Another stress vector is a pervading sense of insecurity. One of the ideas behind the social contract is that individuals give up freedoms in exchange for security. But digitalization has created new risks that governments are struggling to deal with, such as cybercrime, privacy breaches and misinformation campaigns aimed at influencing electoral processes. Citizens may feel that their elected leaders are unable to protect them from predatory online actors. 

Solutions

Muñiz argues that higher education should be a priority for policymakers because the job market is changing fast and educational institutions must adapt. He notes that despite all the dire predictions about jobs lost to automation, many new occupations are being created and companies are struggling to fill these positions due to a lack of skilled candidates. There is growing demand for workers with high social and quantitative skills, and most particularly digital skills.

Another priority should be fair and effective taxation at a time when there has been a steep rise in tax pressure on labor income and a dramatic decline in tax pressure on capital, notes Muñiz, adding that this is particularly true of internet companies, whose activities are harder to identify, track, and tax. The middle classes are being subjected to greater tax pressure than ever, partly to offset the loss of public revenue from capital earnings. 

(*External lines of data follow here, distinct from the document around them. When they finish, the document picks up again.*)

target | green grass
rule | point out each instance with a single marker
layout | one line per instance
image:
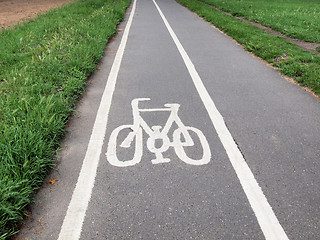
(298, 19)
(291, 60)
(44, 65)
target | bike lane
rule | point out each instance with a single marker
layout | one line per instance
(177, 200)
(172, 200)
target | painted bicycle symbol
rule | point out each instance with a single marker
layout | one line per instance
(157, 134)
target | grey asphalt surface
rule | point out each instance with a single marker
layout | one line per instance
(274, 123)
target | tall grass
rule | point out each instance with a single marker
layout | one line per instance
(295, 18)
(290, 59)
(43, 68)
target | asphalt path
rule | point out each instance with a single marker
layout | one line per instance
(128, 169)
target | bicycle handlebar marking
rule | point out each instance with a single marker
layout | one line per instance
(155, 133)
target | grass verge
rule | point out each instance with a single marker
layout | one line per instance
(44, 65)
(298, 19)
(291, 60)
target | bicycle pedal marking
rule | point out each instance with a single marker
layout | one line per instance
(156, 133)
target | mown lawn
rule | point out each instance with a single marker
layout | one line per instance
(298, 19)
(290, 59)
(44, 65)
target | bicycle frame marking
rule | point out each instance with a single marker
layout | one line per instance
(155, 133)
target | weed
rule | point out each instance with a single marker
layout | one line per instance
(43, 69)
(287, 57)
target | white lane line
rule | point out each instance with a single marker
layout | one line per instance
(267, 220)
(72, 224)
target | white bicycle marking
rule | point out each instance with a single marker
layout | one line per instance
(155, 133)
(267, 220)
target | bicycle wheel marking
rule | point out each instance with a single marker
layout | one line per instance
(156, 133)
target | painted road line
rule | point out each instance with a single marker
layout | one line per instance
(72, 224)
(267, 220)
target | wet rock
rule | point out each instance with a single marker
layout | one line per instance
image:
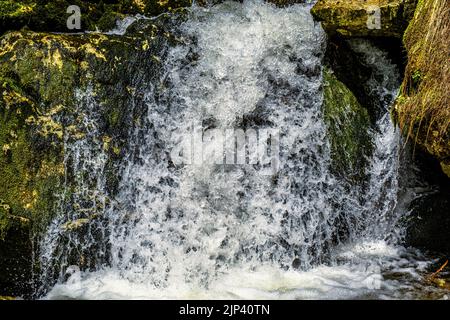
(423, 108)
(353, 18)
(41, 78)
(348, 127)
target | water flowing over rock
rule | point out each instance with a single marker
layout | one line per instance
(119, 145)
(423, 108)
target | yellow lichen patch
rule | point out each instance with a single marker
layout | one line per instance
(48, 169)
(446, 168)
(163, 3)
(29, 199)
(73, 225)
(106, 142)
(145, 45)
(6, 148)
(57, 59)
(140, 4)
(91, 50)
(423, 107)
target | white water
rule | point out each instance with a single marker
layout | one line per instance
(216, 231)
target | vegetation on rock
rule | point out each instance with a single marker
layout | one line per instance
(40, 15)
(350, 17)
(349, 128)
(423, 108)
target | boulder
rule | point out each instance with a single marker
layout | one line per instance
(422, 109)
(348, 126)
(363, 18)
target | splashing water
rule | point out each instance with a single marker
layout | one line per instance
(228, 231)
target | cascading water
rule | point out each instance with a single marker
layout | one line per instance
(200, 230)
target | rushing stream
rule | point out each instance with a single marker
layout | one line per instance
(285, 227)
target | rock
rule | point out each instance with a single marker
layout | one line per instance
(15, 262)
(429, 223)
(40, 15)
(348, 126)
(40, 75)
(353, 18)
(422, 109)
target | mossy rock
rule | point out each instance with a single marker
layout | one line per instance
(41, 76)
(348, 128)
(351, 18)
(40, 15)
(422, 109)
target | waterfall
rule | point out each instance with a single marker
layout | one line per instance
(206, 227)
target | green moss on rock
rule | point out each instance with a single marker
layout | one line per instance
(348, 128)
(422, 109)
(350, 18)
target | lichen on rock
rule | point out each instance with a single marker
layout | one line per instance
(422, 109)
(352, 18)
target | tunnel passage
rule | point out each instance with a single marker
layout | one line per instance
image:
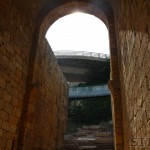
(23, 25)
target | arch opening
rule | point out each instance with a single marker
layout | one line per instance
(39, 44)
(85, 36)
(79, 32)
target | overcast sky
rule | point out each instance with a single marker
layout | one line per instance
(79, 32)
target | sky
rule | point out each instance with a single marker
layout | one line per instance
(79, 32)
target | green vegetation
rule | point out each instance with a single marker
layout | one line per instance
(90, 111)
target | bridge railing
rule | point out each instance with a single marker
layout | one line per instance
(89, 91)
(81, 53)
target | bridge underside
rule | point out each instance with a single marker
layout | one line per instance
(95, 71)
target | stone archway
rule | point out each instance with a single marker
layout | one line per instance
(105, 13)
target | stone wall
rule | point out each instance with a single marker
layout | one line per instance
(15, 42)
(133, 30)
(30, 116)
(44, 124)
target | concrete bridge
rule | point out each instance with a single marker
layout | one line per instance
(81, 66)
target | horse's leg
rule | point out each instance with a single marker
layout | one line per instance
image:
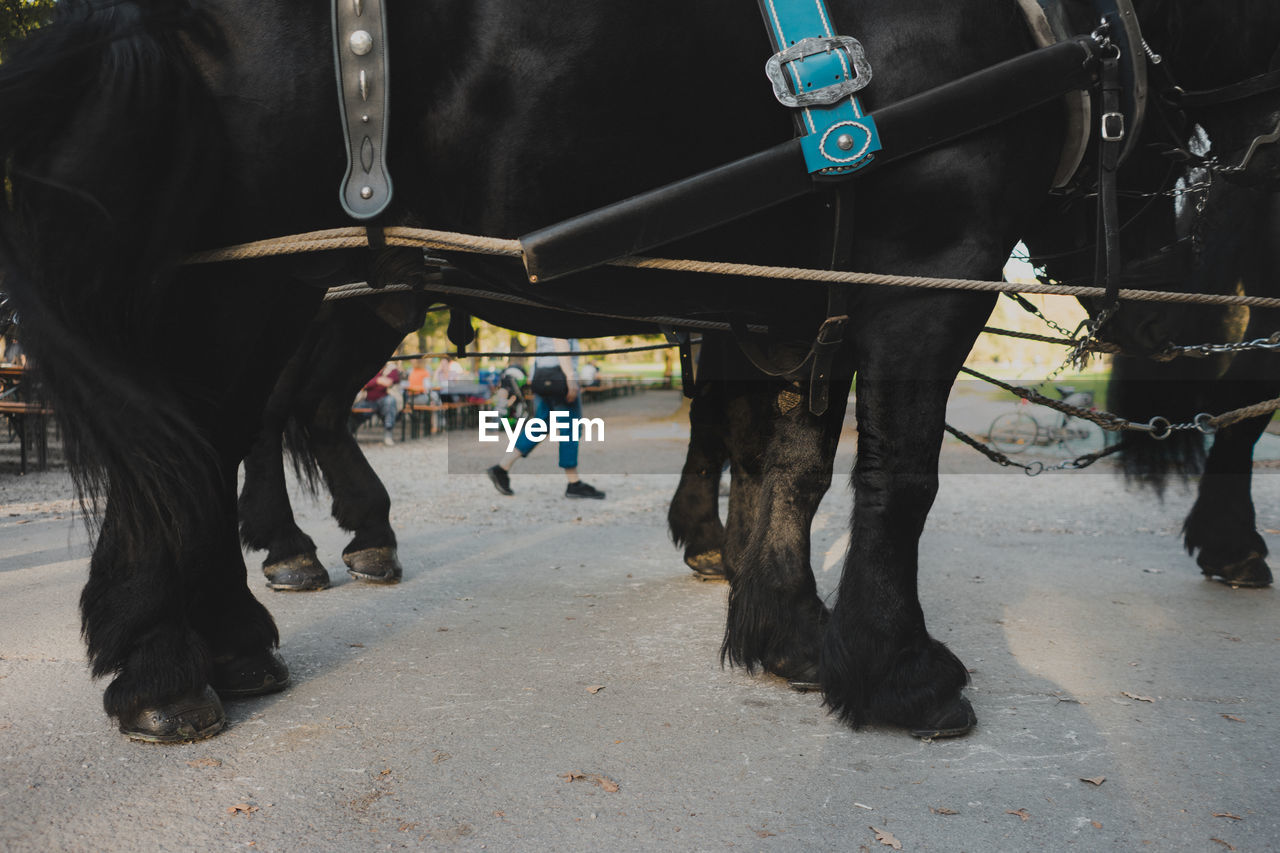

“This has led to the incongruous situation of collectives that should now be the beneficiaries of redistributive policies being the ones asked to help solve public funding problems or bail out mismanaged banks,” writes Muñiz. Governments will have to find efficient ways to redistribute wealth and may want to experiment with a universal basic income or conditional cash transfers.

Nurturing more competitive markets should be another goal. The digital economy is showing signs of oligopolistic tendencies, and regulators should ensure that the largest companies do not continue on their path of acquiring rivals and stifling competition. On a broader scale, the entire private sector should question its current focus on shareholder profits and commit to positive social and environmental change in order to ensure sustainable long-term growth.

At an even higher level, regional and international cooperation will be more necessary than ever to tackle serious global challenges such as environmental degradation and corporate tax avoidance. The EU, for instance, should keep working towards a monetary, banking and energy union. Existing concerns about transparency and accountability could be significantly reduced through GovTech, technology geared towards improving governance.

Governments must also take action to deal with cybercrime and other forms of digital abuse that create a sense of insecurity, and this will require a new regulatory framework. Social media companies may have to partner with governments to address misinformation and election hacking concerns. Data management will also require new regulation to protect individuals’ data and privacy. 

Ultimately, writes Muñiz, “the challenge we face is not one of resources or scarcity but one of managing abundance. [...] We are faced with the task of proving that our social intelligence can match the complexity of the society we have built.”